My main references for this project were this article and this Geeks for Geeks page.

I used the libraries pandas and numpy, so we’ll start with the import statements.

import numpy as np
import pandas as pd

I wrote a simple Euclidian distance function using NumPy’s matrix multiplication. The parameter is just optimization. This is the default value for the distance formula.

def distance(pointA, pointB, _norm=np.linalg.norm):
    return _norm(pointA - pointB, axis=1)

The constructor method of KNNeighbors. k is the number of neighbors, and formula is the distance formula that will be used to calculate, well, the distance to each point.

class KNNeighbors:
    def __init__(self, formula=distance, k=1):
        self.formula = distance
        self.k = k

The fit(points, classes) method accepts both Pandas DataFrames and NumPy arrays.

def fit(self, points, classes):
    try:
        self.points = points.values.reshape(-1, points.shape[1])
        self.classes = classes.values.reshape(-1, 1)
    except:
        self.points = points.reshape(-1, points.shape[1])
        self.classes = classes.reshape(-1, 1)

This function is where all the magic happens.
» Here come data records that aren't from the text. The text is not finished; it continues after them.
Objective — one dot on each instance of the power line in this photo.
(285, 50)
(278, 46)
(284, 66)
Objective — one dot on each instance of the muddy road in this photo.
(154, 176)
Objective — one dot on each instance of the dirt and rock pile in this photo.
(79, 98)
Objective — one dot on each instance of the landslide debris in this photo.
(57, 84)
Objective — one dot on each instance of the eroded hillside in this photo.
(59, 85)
I’ll break down every line, because I shoved as much stuff into them as possible.

This line both calls the formula on the point, and also builds an array with the values arranged like ['x', 'y', 'dist', 'class'].

def predict(self, point):
    distances = np.hstack((self.points,
                           self.formula(self.points, point).reshape(-1, 1),
                           self.classes))

These two lines (I know, I lied) put the array into a Pandas DataFrame, then sorts the values using Pandas… because I couldn’t figure out how to do it with NumPy.
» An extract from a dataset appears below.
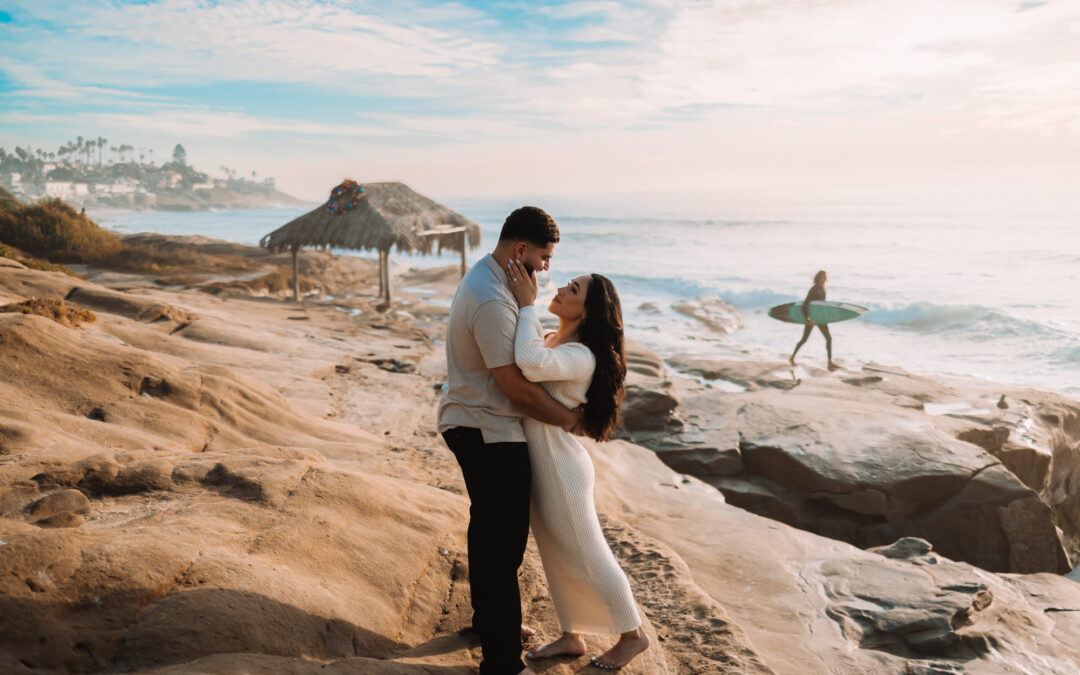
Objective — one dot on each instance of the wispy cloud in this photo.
(471, 73)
This sorts the points from closest to farthest.

    distances = pd.DataFrame(data=distances, columns=['x', 'y', 'dist', 'class'])
    distances = distances.sort_values(by='dist')

This line takes the closest k values, and returns the majority classification using Pandas’ value_counts.
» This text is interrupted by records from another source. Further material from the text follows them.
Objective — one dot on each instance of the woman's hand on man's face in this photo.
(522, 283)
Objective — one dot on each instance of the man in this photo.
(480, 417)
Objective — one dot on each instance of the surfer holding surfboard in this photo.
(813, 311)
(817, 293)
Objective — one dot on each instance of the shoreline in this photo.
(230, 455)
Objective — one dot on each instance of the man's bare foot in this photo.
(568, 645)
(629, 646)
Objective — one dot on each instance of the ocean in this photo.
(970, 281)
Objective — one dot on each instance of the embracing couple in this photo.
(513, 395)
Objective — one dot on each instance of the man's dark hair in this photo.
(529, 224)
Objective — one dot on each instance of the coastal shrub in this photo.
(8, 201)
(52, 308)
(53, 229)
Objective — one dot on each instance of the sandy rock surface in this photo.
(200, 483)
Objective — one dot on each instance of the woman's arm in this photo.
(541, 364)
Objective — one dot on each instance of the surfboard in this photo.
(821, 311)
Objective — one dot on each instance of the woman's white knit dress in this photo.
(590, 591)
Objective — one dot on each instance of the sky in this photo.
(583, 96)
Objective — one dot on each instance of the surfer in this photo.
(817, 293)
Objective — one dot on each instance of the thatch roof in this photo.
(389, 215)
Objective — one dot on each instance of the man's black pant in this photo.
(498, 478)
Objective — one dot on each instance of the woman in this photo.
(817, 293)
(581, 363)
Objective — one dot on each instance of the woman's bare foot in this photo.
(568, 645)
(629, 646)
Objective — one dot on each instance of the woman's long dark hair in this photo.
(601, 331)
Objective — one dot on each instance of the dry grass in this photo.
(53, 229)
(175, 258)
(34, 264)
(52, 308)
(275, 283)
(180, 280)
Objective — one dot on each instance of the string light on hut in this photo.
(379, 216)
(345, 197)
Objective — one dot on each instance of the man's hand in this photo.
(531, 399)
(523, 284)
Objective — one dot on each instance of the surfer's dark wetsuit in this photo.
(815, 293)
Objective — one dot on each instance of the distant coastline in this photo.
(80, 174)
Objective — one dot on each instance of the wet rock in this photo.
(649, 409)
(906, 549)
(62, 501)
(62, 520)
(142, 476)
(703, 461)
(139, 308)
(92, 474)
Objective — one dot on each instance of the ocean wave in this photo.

    classification = distances.iloc[:self.k]['class'].value_counts().index[0]

    return classification

Now, an interesting comparison between my KNN model and the sk-learn KNN model. My model is slower because I didn’t think in 3 dimensions, so you can only input one point at a time into the predict method.

It’s astronomically slow calculating the distance for every point, instead of them all together.

But the real kicker here is… the k = 1 decision boundaries are different between my model and sk-learn.

I used the function I found here to visualize the models (modified significantly when working with my model).

I used the Iris dataset, which can be directly found here.

My classifier

Browsing this website on lite-mode is really taking a toll on your experience. — *Decision boundaries with my classifier on the Iris dataset.*

Scikit Learn’s classifier

As you can see, they’re almost the same except for some arbitrary differences.

Only a few regions are noticeably changed between the two, and that might be because I had to edit the visualizing function to display my model.

Conclusion

My biggest takeaway is I don’t understand 3D matrix math.

Alright, that was a lie. My biggest takeaway is how simple the KNN algorithm really is.

If I were to continue working on this project, I would implement the Hart algorithm to optimize prediction runtime. I would also implement inputting any number of points with any number of dimensions.

The full code can be found in the GitHub, and as always, thanks for reading.